Thanks for posting it!

This old wagon would also make a great model…

Ray,

As a young child we lived on a ranch in Humboldt County (Redwood country) and had a lot of these huge old Redwood stumps on the place similar to the on on the left in your picture only big.

Several of them had rotted out on the inside and were grown over with wild rose and huckleberry bushes. There was room inside for a dozen or more kids to play, but the coolest thing was being able to climb up to the top with the help of the old spring board notches and pick huckleberries.

Thanks for jarring the memories.

Rick

Rick, I lived up there too for a couple years! In 1964 we lived near a place called Freshwater. Our small, rented house was way out in the sticks, past some small farms. Across the narrow dirt driveway was a huge stump about ten feet across, with a new tree growing out of the middle of it. At the end of the driveway was dense, wild redwood forest.

We had a blackberry patch that was taller than our house, and several times wider. We used to lay planks on it to reach the best berries, high up on the patch. They were as big as a man’s thumb! Down by the creek you could find salmonberries, too.

I remember when we first moved in, it was after dark and the power wasn’t turned on yet so we had to use lanterns. We all thought the interior walls were painted green. The next morning, we found out they were green from all the mildew! That’s what happens with a constantly damp climate.

That year they had a huge flood, what they call a “thousand year flood”. Several times the bridge to our house was covered by the floodwaters, along with the surrounding farmland. Normally this bridge was forty feet or so above a tiny creek.

Our elementary school had four rooms, only two of which were classrooms. They had three grades together in each classroom. Out in front of the school yard was the original one-room, red schoolhouse complete with bell. My dad was ordained that year and for a time he used the old schoolhouse as a church.

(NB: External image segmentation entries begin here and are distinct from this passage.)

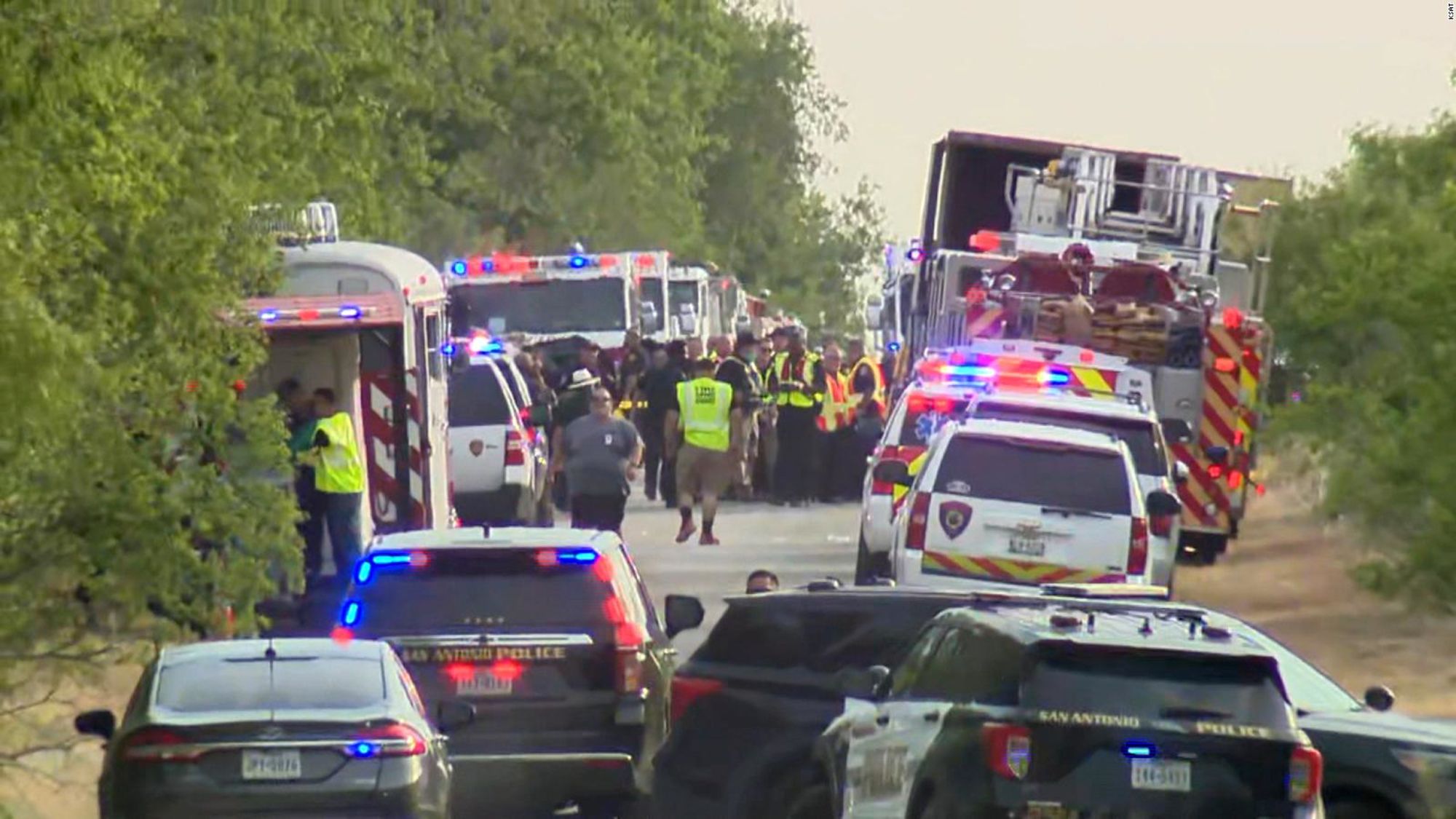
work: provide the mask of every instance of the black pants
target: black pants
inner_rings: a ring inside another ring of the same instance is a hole
[[[626,495],[571,495],[572,529],[597,529],[620,535],[626,512]]]
[[[773,494],[783,501],[810,500],[815,494],[814,449],[820,436],[818,412],[805,407],[779,407],[779,462],[775,463]]]

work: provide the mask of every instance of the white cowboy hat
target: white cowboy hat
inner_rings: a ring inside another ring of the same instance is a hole
[[[566,385],[566,389],[577,389],[578,386],[591,386],[594,383],[601,383],[601,379],[591,375],[591,370],[582,367],[571,373],[571,383]]]

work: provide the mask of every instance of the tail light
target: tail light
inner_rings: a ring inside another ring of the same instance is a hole
[[[878,450],[875,450],[875,463],[879,463],[881,461],[903,461],[900,458],[900,447],[898,446],[882,446]],[[890,481],[875,481],[874,478],[871,478],[869,494],[872,494],[872,495],[893,495],[894,491],[895,491],[895,485],[891,484]]]
[[[520,430],[505,430],[505,465],[526,466],[526,439]]]
[[[1031,732],[1024,726],[986,723],[981,726],[986,767],[997,777],[1022,780],[1031,768]]]
[[[711,694],[718,694],[724,683],[716,679],[699,679],[696,676],[673,678],[673,724],[681,718],[687,707]]]
[[[1172,514],[1155,514],[1149,520],[1155,536],[1168,538],[1174,533]]]
[[[930,525],[930,493],[916,493],[910,498],[910,525],[906,528],[906,548],[925,549],[925,530]]]
[[[390,723],[373,729],[364,729],[355,734],[349,743],[349,753],[354,756],[422,756],[425,753],[425,737],[409,726]]]
[[[1325,780],[1325,758],[1313,748],[1296,748],[1289,761],[1290,802],[1310,803],[1319,797]]]
[[[1147,571],[1147,519],[1133,519],[1133,536],[1127,544],[1127,574]]]
[[[141,729],[121,743],[121,756],[131,762],[197,762],[201,755],[185,736],[169,729]]]

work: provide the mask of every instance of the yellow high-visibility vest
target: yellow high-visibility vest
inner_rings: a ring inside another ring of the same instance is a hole
[[[329,446],[319,447],[313,485],[320,493],[363,493],[364,463],[354,439],[354,420],[348,412],[335,412],[319,421],[319,430],[329,436]]]
[[[677,385],[677,428],[693,446],[728,452],[731,410],[732,388],[721,380],[699,377]]]

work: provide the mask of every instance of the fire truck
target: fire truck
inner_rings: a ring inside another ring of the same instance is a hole
[[[277,213],[255,214],[268,210]],[[363,442],[365,541],[448,526],[440,273],[400,248],[341,242],[331,203],[310,203],[296,222],[274,219],[268,229],[284,245],[284,281],[246,302],[268,335],[268,360],[249,392],[261,398],[285,379],[333,389]]]
[[[620,351],[626,332],[654,334],[665,313],[642,281],[667,274],[667,251],[558,256],[491,254],[446,264],[454,332],[483,329],[523,347],[584,338]]]
[[[922,233],[890,259],[881,303],[893,309],[878,318],[895,322],[906,363],[1010,338],[1146,370],[1188,469],[1184,554],[1211,563],[1262,491],[1257,407],[1273,334],[1261,309],[1278,205],[1236,204],[1251,179],[1171,154],[952,131],[932,149]],[[1220,254],[1229,219],[1257,220],[1246,261]]]

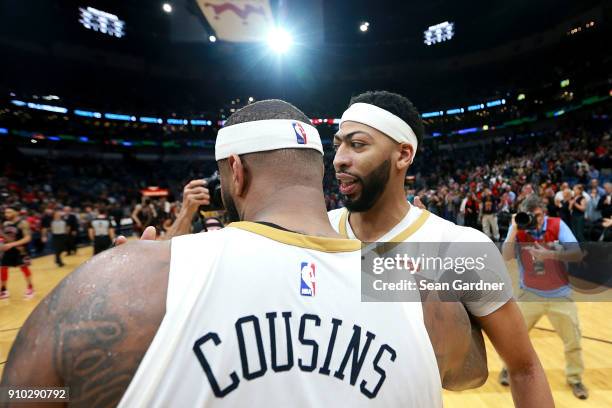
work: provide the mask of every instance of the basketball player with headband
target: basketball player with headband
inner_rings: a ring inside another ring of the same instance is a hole
[[[443,383],[482,383],[462,306],[428,333],[420,302],[361,302],[361,244],[329,223],[308,122],[278,100],[230,116],[215,155],[240,221],[95,256],[30,315],[1,385],[92,406],[441,407]]]
[[[457,226],[406,200],[406,172],[423,132],[419,113],[401,95],[377,91],[351,99],[334,136],[334,168],[346,207],[329,212],[342,236],[363,242],[490,243],[480,231]],[[475,298],[463,303],[508,365],[516,406],[553,406],[511,287],[502,294],[470,295]],[[424,307],[429,307],[427,302]]]

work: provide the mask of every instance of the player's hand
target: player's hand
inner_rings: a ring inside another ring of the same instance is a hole
[[[155,237],[156,236],[157,236],[157,232],[155,231],[155,227],[148,226],[142,232],[142,235],[140,236],[140,240],[141,241],[155,241]],[[115,239],[115,246],[123,245],[126,242],[127,242],[127,238],[125,236],[123,236],[123,235],[119,235]]]
[[[206,188],[206,181],[202,179],[191,180],[183,189],[182,211],[190,217],[193,216],[201,205],[210,204],[210,194]]]
[[[414,199],[412,201],[415,206],[419,207],[422,210],[426,210],[425,204],[423,204],[423,202],[421,201],[421,197],[414,196]]]

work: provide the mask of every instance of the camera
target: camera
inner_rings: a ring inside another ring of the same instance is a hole
[[[534,229],[538,226],[535,215],[528,212],[518,212],[514,216],[514,221],[518,229]]]
[[[201,205],[199,212],[223,210],[225,207],[221,198],[221,177],[219,172],[215,171],[212,176],[205,178],[204,181],[206,181],[206,188],[210,194],[210,204]]]

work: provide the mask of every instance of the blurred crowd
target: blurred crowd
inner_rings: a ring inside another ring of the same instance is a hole
[[[434,140],[420,149],[409,171],[406,198],[450,221],[481,229],[493,240],[503,240],[511,214],[535,193],[545,200],[548,214],[561,217],[579,241],[610,240],[611,143],[608,132],[582,128],[456,149]],[[117,234],[139,234],[152,225],[163,235],[185,205],[183,188],[215,168],[214,162],[159,166],[130,159],[21,159],[2,163],[0,206],[20,208],[20,217],[30,226],[32,255],[57,252],[49,244],[54,220],[66,224],[61,249],[67,254],[90,242],[88,228],[101,214],[111,220]],[[325,164],[327,208],[342,207],[333,152],[327,152]],[[167,194],[143,196],[150,185]],[[226,221],[222,214],[198,212],[194,231],[205,228],[206,215],[214,216],[211,222],[216,225]]]

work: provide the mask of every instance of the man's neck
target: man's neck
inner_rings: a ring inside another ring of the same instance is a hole
[[[253,191],[257,193],[243,206],[243,220],[276,224],[305,235],[340,238],[329,223],[321,188],[253,186]]]
[[[368,211],[351,213],[349,222],[357,239],[375,242],[404,219],[409,210],[403,189],[387,189]]]

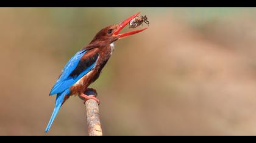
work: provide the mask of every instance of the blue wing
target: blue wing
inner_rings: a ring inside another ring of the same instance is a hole
[[[79,74],[77,74],[76,76],[70,76],[73,71],[77,68],[81,58],[87,52],[87,50],[86,49],[83,49],[78,52],[69,59],[63,69],[59,78],[51,90],[50,95],[64,91],[93,68],[96,64],[96,60],[94,61],[93,62],[91,62],[90,63],[90,64],[86,68],[83,69],[82,71],[80,71]]]

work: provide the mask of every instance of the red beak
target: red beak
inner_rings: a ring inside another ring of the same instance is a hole
[[[134,35],[134,34],[136,34],[137,33],[141,32],[146,30],[146,28],[148,28],[148,27],[146,27],[146,28],[142,28],[142,29],[133,30],[133,31],[132,31],[132,32],[126,32],[126,33],[122,33],[122,34],[119,34],[119,32],[124,27],[126,27],[126,25],[127,25],[131,20],[132,20],[132,19],[135,18],[139,13],[140,13],[140,12],[137,12],[134,15],[133,15],[133,16],[130,16],[130,18],[126,19],[123,22],[118,24],[118,27],[116,31],[114,32],[113,35],[114,36],[117,36],[118,39],[120,39],[121,38],[126,37],[126,36],[128,36],[129,35]]]

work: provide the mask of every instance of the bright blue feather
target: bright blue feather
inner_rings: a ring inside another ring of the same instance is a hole
[[[59,93],[56,96],[56,101],[55,102],[55,107],[54,110],[52,112],[52,116],[51,117],[50,121],[47,125],[47,127],[45,128],[44,133],[47,133],[51,128],[51,125],[52,125],[55,118],[56,117],[57,114],[59,112],[59,110],[62,106],[62,102],[64,100],[64,97],[65,95],[68,95],[70,92],[69,88],[65,90],[63,92],[61,93]]]
[[[57,94],[57,97],[54,110],[52,112],[52,115],[51,117],[50,121],[49,121],[48,125],[45,129],[45,133],[47,133],[50,129],[51,125],[52,125],[54,118],[56,117],[60,107],[62,106],[65,96],[70,93],[69,87],[73,85],[73,84],[78,81],[82,77],[93,69],[96,61],[94,62],[81,73],[79,73],[79,75],[77,76],[70,76],[71,73],[77,67],[81,58],[86,52],[87,50],[82,50],[77,52],[73,57],[71,58],[71,59],[69,59],[64,67],[60,76],[51,90],[50,95]]]
[[[72,72],[77,66],[80,59],[86,52],[86,50],[80,50],[69,59],[69,61],[63,68],[60,78],[57,81],[56,83],[51,90],[49,94],[50,95],[53,95],[63,92],[66,89],[72,86],[78,80],[79,80],[80,78],[86,75],[88,72],[90,72],[90,70],[92,69],[94,64],[93,66],[91,66],[88,69],[85,70],[82,73],[83,75],[81,73],[77,77],[75,77],[75,78],[73,78],[72,77],[69,76]]]

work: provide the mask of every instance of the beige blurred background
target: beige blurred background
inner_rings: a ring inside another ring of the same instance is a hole
[[[0,135],[45,135],[66,62],[138,11],[149,28],[116,42],[91,86],[104,135],[255,135],[256,9],[241,8],[1,8]],[[87,135],[83,101],[47,135]]]

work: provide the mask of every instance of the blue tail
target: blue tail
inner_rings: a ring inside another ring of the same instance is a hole
[[[58,93],[56,97],[56,101],[55,102],[55,107],[54,110],[52,112],[52,116],[51,117],[50,121],[49,121],[48,125],[47,125],[46,128],[45,128],[44,133],[47,133],[51,128],[51,125],[52,125],[54,118],[56,117],[57,114],[59,112],[59,110],[62,106],[62,104],[64,100],[64,97],[65,95],[69,94],[70,92],[69,88],[66,89],[64,91]]]

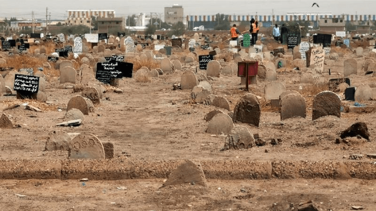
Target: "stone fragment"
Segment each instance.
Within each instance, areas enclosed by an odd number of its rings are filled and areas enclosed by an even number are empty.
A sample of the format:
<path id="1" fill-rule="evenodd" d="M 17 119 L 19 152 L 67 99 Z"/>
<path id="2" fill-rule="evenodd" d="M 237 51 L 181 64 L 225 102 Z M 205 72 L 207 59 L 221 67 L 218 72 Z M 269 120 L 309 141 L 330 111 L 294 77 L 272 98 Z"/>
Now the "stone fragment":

We lived there about a year, then moved to Arcata. We lived in the “suburbs” but still had forest just down the street, and all the kids played in the woods. Lots of those big old stumps there, and the remains of an ancient log cabin. We used to find huckleberries there too.

Times were kind of tough back then, and before school my dad would often take us down to the bay before dawn, to collect the scraps of logs that had drifted away from the pulp mill. There were lots of thin log slices all along the shore. Later we’d split it and he’d sell it for firewood.

I’ve often thought about going up there someday but I hear it’s all overrun with hippies, “greens” and pot farms these days.